Glomerulophoron mauritiae
| Glomerulophoron mauritiae | |
|---|---|
| Scientific classification | |
| Kingdom: | Fungi |
| Division: | Ascomycota |
| Class: | Arthoniomycetes |
| Order: | Arthoniales |
| Family: | Arthoniaceae |
| Genus: | Glomerulophoron |
| Species: | G. mauritiae
|
| Binomial name | |
| Glomerulophoron mauritiae Frisch, Ertz & G.Thor (2015)
| |
Holotype: Sir Seewoosagur Ramgoolam Botanical Garden, Mauritius
| |
Glomerulophoron mauritiae is a species of corticolous (bark-dwelling) lichen in the family Arthoniaceae,[1] and the type species of the genus Glomerulophoron. It was discovered growing on tree bark in a botanical garden in Mauritius, an island nation in the Indian Ocean. The lichen produces distinctive chains of microscopic spores in small, powdery structures on its surface.
Taxonomy
The genus Glomerulophoron was introduced in 2015 for species that resemble small Sporodophoron but differ in having sporodochial conidia (asexual spores produced on a sporodochium) arranged in tightly coiled chains and in lacking the "lepraric high unknown" compound that characterises Sporodophoron; the two genera are closely related to each other and to Inoderma in phylogenetic analyses.[2]
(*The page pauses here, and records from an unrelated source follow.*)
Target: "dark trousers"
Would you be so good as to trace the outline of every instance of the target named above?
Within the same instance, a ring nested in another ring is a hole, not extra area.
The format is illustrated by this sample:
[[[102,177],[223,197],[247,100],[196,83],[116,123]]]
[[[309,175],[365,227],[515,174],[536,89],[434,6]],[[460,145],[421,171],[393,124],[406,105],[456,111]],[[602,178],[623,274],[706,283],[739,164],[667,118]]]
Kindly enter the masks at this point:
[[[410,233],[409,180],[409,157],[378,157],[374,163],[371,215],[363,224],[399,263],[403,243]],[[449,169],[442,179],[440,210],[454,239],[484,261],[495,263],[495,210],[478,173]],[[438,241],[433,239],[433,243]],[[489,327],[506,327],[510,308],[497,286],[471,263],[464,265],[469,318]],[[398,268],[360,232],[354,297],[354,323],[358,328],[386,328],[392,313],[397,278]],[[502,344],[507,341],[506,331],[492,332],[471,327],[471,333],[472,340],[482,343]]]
The holotype of G. mauritiae was collected on bark in the Sir Seewoosagur Ramgoolam Botanical Garden (Pamplemousses, Mauritius) at 85 m elevation on 18 February 2014. The protologue diagnoses the species by its coiled conidial chains of 1-celled, typically curved conidia (about 2–6 × 1.5–3.0 μm) and by a chemistry with 2'-O-methylperlatolic acid but no lepraric acid-related compounds.[2]
Description
The thallus (lichen body) forms small colonies to about 0.6 cm wide, usually outlined by pale brown lines where it meets neighbours (the prothallus). It is whitish to pale olivaceous grey, continuous, thin (to roughly 0.1 mm in section), and partly sunk in the outer bark; the surface lacks a true cortex (it is ecorticate) and appears matt and faintly scurfy. The photobiont is a trentepohlioid green alga with ellipsoid to roughly spherical (globose) cells (about 7–14 × 5–8 μm). Calcium oxalate crystals are scattered through the thallus. Apothecia (sexual fruiting bodies) are not known to occur in G. mauritiae.[2]
Asexual structures are conspicuous but minute sporodochia (powdery pads that produce conidia) typically whitish, 0.1–0.2 mm across and up to about 0.05 mm tall, flat to weakly domed, and discrete to confluent. Conidia are produced from roughly 1.0–1.5 μm-wide hyphae in tightly coiled chains constricted at the septa; individual conidia are 1-celled, irregularly ellipsoid, usually curved, and typically about 3.1–5.0 × 1.5–2.5 μm, with thin hyaline walls and a gelatinous coat bearing fine pale granules.[2]
Chemically, the species contains 2'-O-methylperlatolic acid. Routine spot tests on the thallus and sporodochia are K−, C−, KC−, Pd−; thallus hyphae are I− but KI+ (pale blue). The granular crystals in the sporodochia dissolve in K (potassium hydroxide solution) with a clear solution and in lactophenol cotton blue with precipitation of hyaline needles; they do not dissolve in sulphuric acid.[2]
Habitat and distribution
Glomerulophoron mauritiae is known from Mauritius, where it grows on smooth bark on the dry side of old trees in parkland settings. The type was collected in a large botanical garden surrounded by village and sugarcane fields at 85 m elevation.[2]
References
- ^ "Glomerulophoron mauritiae Frisch, Ertz & G. Thor". Catalogue of Life. Species 2000: Leiden, the Netherlands. Retrieved 13 September 2025.
- ^ a b c d e f Frisch, Andreas; Ohmura, Yoshihito; Ertz, Damien; Thor, Göran (2015). "Inoderma and related genera in Arthoniaceae with elevated white pruinose pycnidia or sporodochia". The Lichenologist. 47 (4): 233–256. Bibcode:2015ThLic..47..233F. doi:10.1017/S0024282915000201.